Once her rights were severed:

  • She was no longer permitted to see her children

  • She was not allowed to contact them

  • Her children were placed into homes where she claims they suffered abuse, not safety

One of her daughters later confirmed the abuse and found her way back home as soon as she turned 18.

Her son never made it that far.

“He Wanted to Come Home… But He Was Scared.”

Her son turned 18 in March.

He was legally free to come home.

But according to the mother, the adoptive parents had spent years prohibiting contact — creating fear, guilt, and emotional pressure that made him afraid to reach out.

She says:

  • He was nervous about coming home

  • He was scared to get in trouble

  • He had been conditioned to believe he couldn’t reach out

  • He still lived under the rules of the adoptive home

And then, on August 24, 2025, everything changed.

He died by suicide at the adoptive home.

His mother found out the next morning.

A Mother’s Worst Nightmare

She describes walking into the funeral home and seeing her son — no longer warm, no longer alive.

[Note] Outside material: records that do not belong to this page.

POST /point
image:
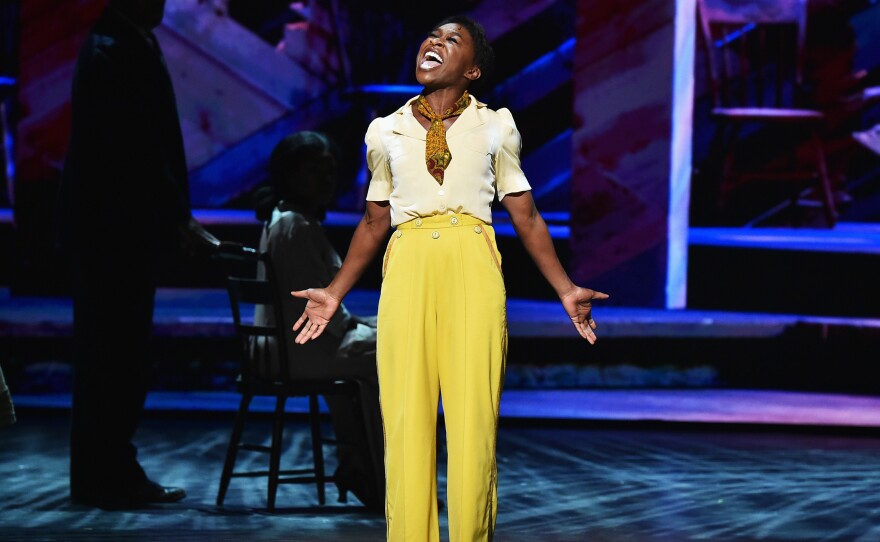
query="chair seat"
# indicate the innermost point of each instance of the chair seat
(768, 114)
(299, 387)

She kissed his cold forehead.

She held his cold hands.

She writes:

“My baby forever 18.”

This was the second time he was taken from her.
The first time was by the system.
The second time was by death.

And she cannot help but connect the two.

Allegations of Abuse in Foster and Adoptive Homes

According to the mother:

  • Her son was beaten in foster care

  • He was beaten in his adoptive home

  • He was never abused by her, she says

  • Yet the system removed him based on allegations she insists were false

  • The same system allegedly ignored the abuse he suffered once removed

Her words cut straight to the core:

“They stole my kids and literally destroyed them.”

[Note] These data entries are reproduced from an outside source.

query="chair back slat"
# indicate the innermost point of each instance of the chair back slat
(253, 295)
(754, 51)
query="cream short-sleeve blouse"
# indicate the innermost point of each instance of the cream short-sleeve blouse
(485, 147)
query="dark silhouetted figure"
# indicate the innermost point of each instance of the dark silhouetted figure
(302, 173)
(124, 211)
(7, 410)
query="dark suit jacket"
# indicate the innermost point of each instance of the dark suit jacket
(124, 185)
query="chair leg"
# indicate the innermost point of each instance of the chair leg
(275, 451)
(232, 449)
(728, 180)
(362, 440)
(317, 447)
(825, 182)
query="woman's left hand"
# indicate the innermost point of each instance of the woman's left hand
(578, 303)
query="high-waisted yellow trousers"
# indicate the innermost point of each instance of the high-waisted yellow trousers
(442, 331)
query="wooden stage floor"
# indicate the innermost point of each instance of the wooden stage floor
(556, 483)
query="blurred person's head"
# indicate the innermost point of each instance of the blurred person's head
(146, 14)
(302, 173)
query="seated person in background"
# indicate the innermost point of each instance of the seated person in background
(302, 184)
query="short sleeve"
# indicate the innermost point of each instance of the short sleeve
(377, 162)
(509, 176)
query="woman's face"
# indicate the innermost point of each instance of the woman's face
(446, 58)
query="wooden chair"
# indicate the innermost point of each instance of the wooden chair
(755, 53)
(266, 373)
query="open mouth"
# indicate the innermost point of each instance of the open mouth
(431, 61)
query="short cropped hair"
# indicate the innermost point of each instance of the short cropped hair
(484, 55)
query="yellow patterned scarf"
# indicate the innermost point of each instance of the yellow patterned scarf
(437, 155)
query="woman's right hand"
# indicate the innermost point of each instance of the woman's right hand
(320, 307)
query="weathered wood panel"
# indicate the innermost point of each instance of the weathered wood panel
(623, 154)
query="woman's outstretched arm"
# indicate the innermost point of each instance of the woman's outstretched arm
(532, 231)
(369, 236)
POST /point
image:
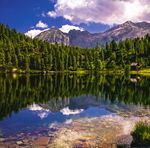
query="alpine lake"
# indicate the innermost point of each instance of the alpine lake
(71, 110)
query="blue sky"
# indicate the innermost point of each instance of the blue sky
(90, 15)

This is her account — a painful story she carries with her every day.

A Termination of Parental Rights That Came Too Soon?

One of the most serious allegations she makes is that her TPR (Termination of Parental Rights) occurred six months earlier than it legally should have.

She claims:

  • The caseworker lied under oath

  • The timeline did not legally add up

  • The TPR was rushed

  • She did not receive due process

If true, these would represent severe procedural violations.

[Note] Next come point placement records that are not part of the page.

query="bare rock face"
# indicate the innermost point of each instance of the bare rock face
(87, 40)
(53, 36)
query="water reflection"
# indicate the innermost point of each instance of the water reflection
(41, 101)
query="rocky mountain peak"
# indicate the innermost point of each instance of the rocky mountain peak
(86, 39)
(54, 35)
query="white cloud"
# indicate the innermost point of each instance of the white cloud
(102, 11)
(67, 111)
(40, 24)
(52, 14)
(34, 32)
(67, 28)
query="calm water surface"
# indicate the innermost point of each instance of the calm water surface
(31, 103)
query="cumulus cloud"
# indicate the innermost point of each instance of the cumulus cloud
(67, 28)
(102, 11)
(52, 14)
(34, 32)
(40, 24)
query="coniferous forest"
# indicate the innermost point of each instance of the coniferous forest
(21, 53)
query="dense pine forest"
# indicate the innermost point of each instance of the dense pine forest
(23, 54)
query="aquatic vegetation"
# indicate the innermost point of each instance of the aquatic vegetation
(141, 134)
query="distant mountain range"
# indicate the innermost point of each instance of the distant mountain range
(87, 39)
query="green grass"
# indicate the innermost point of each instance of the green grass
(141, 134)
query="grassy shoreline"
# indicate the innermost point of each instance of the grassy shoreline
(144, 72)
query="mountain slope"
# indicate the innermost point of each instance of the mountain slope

Regardless of verification, her story highlights an issue many parents raise:

parents often feel the system is working against them, not with them.

A Daughter’s Escape — And a Testimony of Hope

While this mother lost her son, one of her daughters made it back home.

She left the adoptive home the day she turned 18, returning to her biological mother after years apart.

She reportedly said that she:

  • Was abused in the adoptive home

  • Was not allowed contact with her biological mother

  • Wanted to leave the moment she was old enough

Her return gave the mother strength to keep going — and to keep fighting for the remaining children in her life.

The Weight of Grief: “If I Didn’t Have My Kids, I’d Be Lost.”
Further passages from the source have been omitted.